Páscoa: distinção entre história e celebração

Quando, pois, Jesus tomou o vinagre, disse: Está consumado! E, inclinando a cabeça, rendeu o espírito” (Jo.19.30)

As ruas estão praticamente desertas, hoje. Quase tudo fechado. Contudo, diferente dos demais dias desse mês, a razão não é a pandemia do Coronavírus. Dessa vez, as famílias estão em casa porque em uma sexta-feira que antecede a Páscoa judaica, o Cordeiro de Deus, por meio do qual o universo fora criado (Jo.1.1-5; Hb.1.1-4), foi entregue para morrer em uma cruz, assumindo a culpa dos pecadores, a fim de dar a vida eterna a “todo o que nele crê” (Jo.3.16,36).
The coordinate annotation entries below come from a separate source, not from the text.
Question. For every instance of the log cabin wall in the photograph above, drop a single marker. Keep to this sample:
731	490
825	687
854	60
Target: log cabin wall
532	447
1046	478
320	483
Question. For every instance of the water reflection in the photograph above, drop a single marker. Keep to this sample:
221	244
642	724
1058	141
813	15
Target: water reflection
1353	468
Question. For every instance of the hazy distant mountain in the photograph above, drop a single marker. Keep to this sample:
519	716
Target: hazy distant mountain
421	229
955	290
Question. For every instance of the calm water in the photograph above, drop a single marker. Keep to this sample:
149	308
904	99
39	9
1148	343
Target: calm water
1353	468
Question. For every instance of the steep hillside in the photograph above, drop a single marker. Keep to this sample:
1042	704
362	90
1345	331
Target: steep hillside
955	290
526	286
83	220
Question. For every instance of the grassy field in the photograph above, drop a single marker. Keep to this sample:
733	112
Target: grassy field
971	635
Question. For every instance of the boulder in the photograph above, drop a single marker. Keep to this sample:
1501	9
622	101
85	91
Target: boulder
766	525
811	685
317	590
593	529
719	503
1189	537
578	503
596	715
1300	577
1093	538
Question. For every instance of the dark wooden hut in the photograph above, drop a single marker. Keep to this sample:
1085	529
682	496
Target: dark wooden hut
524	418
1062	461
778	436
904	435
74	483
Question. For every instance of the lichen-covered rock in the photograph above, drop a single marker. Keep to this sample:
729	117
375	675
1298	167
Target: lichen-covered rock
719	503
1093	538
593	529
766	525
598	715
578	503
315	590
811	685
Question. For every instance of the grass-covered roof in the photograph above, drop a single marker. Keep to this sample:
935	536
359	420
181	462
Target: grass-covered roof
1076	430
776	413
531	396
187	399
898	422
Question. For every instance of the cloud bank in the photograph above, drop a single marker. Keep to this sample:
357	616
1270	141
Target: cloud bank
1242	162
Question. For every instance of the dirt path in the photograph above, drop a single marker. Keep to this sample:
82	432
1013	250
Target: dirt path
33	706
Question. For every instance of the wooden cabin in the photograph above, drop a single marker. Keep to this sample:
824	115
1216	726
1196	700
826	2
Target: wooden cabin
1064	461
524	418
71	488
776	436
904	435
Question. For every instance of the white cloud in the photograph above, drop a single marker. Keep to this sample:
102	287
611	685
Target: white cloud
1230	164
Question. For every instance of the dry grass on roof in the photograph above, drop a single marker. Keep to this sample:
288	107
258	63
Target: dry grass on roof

Um dia de tão forte significado e emoções que o universo inteiro sentiu a morte do Filho de Deus, como nos descreve o evangelho de Mateus, o que melhor detalha o evento da morte de Cristo:

45 Desde a hora sexta até à hora nona, houve trevas sobre toda a terra […]50 E Jesus, clamando outra vez com grande voz, entregou o espírito.  51 Eis que o véu do santuário se rasgou em duas partes de alto a baixo; tremeu a terra, fenderam-se as rochas;  52 abriram-se os sepulcros, e muitos corpos de santos, que dormiam, ressuscitaram;  53 e, saindo dos sepulcros depois da ressurreição de Jesus, entraram na cidade santa e apareceram a muitos. (Mt.27.45,50-53)

Mas, qual seria a verdadeira natureza desse dia para o cristianismo, à luz da Escritura Sagrada? Para respondermos essa pergunta, precisamos distinguir entre a natureza histórica de uma data e a natureza ritual de um dia religioso. Essa distinção é fundamental, tendo em vista que a cristandade tem vivido uma crise de identidade tão grande que há, em seu meio, desde grupos que se assemelham ao judaísmo farisaico dos dias de Jesus até aqueles que vivem um completo liberalismo teórico e prático. Então, os cristãos interessados em um cristianismo puro e simples (sem o peso de tradições forjadas pela mente humana ao mesmo tempo em que seja bem fundamentado na Verdade e piedade do Evangelho) precisam saber como agir em dias como esses.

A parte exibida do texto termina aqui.